As a lecturer and course leader Toni has taught on the faculty of Schumacher College, and at Goldsmiths, University of London (Eco Design), and as a participatory artist and facilitator with Encounters Arts, Embercombe, the Transition movement, St Ethelburgas and others. She is a poet and has taken ‘The Work That Reconnects’ and other creative practices to activist communities at Occupy London and elsewhere. She has an Action Research based MSc in Responsibility and Business Practice and has trained in a diverse range of awakening practices, grief tending, creativity and facilitation modalities, alongside many years of dancing, foraging and ‘living life as inquiry’.

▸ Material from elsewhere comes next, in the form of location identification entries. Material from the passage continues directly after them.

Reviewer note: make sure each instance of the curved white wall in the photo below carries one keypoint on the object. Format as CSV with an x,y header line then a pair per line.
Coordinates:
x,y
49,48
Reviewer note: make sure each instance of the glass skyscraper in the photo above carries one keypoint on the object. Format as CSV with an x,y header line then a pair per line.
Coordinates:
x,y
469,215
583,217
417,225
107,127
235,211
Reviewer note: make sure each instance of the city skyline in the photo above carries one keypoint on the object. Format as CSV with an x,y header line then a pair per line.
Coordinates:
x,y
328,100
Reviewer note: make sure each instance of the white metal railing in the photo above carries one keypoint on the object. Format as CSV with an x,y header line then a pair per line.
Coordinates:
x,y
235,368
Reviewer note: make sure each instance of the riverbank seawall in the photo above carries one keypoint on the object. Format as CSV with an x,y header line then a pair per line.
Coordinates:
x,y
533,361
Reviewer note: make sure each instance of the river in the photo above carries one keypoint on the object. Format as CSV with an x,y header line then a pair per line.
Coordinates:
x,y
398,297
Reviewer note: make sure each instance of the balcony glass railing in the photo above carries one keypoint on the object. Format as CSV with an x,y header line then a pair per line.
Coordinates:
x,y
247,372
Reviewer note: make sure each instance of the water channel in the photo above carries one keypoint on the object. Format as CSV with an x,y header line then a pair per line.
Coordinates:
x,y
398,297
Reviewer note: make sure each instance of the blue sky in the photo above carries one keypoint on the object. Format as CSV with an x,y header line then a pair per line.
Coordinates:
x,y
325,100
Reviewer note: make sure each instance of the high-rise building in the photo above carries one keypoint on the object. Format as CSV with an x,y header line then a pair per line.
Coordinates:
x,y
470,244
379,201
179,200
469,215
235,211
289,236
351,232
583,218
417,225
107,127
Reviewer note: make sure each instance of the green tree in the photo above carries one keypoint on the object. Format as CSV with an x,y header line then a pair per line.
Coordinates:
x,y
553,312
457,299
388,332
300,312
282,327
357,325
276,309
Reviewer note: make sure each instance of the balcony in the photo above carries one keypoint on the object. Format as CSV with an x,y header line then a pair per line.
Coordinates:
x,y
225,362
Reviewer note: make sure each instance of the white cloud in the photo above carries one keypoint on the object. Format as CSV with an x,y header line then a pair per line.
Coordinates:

She is a Trustee at ProcessworkUK.

www.tonispencer.co.uk

www.emergencenetwork.org

Edge of the Wild 2019: The organising group

James Barrett

James is a psychotherapist, in Leamington Spa.  His practice has roots in Jungian culture, relational psychoanalysis, energy psychology and shamanism. He enjoys shifting confusion, pain and trauma to comprehension, with clients. He loves the matrices of biosemiosis, (all matter nattering and mattering), imaginal windows, the vigour of listening and recognition; changing the extraordinary to the beautiful ordinary.

Ned Henderson

I am an Integrative Body Psychotherapist living and practising in Norfolk. Through our connectedness to our bodies we contact and recognise our fundamental relationship and interdependency with the earth. I see disturbances in embodiment as contributing massively to damaging and exploitative patterns of relationship which have led to severe environmental crisis and species extinction. My interest is in supporting embodiment and healthier relationships with ourselves, other humans and the other than human.

Matthew Henson

I describe myself professionally as an existential psychotherapist, ecopsychologist, group facilitator and trainer; qualified and experienced in each of those areas. What that means in practice is that I am motivated to offer and develop the kinds of therapeutic intervention that I have been fortunate enough to personally benefit from. I have been involved with this meeting at the edge of the wild as a regular participant, workshop facilitator and occasional organising group member since the first event in 2012. I am particularly interested in what it means to practice psychotherapy at this time of global ecological crisis and in the application of existential-phenomenology in facilitating healthy human-nature connectedness.

Laurie Michaelis

Laurie is involved in several communities of inquiry into sustainable human flourishing and is particularly concerned with the ways we develop individual and collective agency in relation to climate change. He has been a Lead Author for several reports of the Intergovernmental Panel on Climate Change and since 2002 he has co-ordinated Living Witness, a Quaker charity supporting spirit-led approaches to sustainable living. He now works mostly with Quakers, Global Ecovillage Network and Living the Change, an international faith initiative for sustainable living.

Rachel Morrell

Whilst studying Psychology at Bournemouth University I was privileged to study Ecopsychology under Paul Stevens in my final year. This was like a light bulb switching on in my head as I felt the culmination of what I felt spiritually, saw in the natural world and what I knew to be true of the human mind. I am the Supervisor at Lakeside Care Farm for Wiltshire Wildlife Trust. We support children and young people with additional needs, and those who are at risk of being excluded/have been excluded from school, using forest school and animal/horticultural therapy. 

Nick Totton

I’m a body psychotherapist, trainer and supervisor in private practice, living in Cornwall for nearly six years now. I’ve been actively involved with ecopsychology since the 1990s, and wrote a book about it, Wild Therapy (PCCS Books) and co-edited another one. Vital Signs (with Mary-Jayne Rust, Karnac Books); as chair of PCSR I was involved in organising the first couple of Edge of the Wild gatherings, and have attended nearly all of them. I feel very committed to basing the work and the event in our own process, and the Dream Matrix is a great way to do that.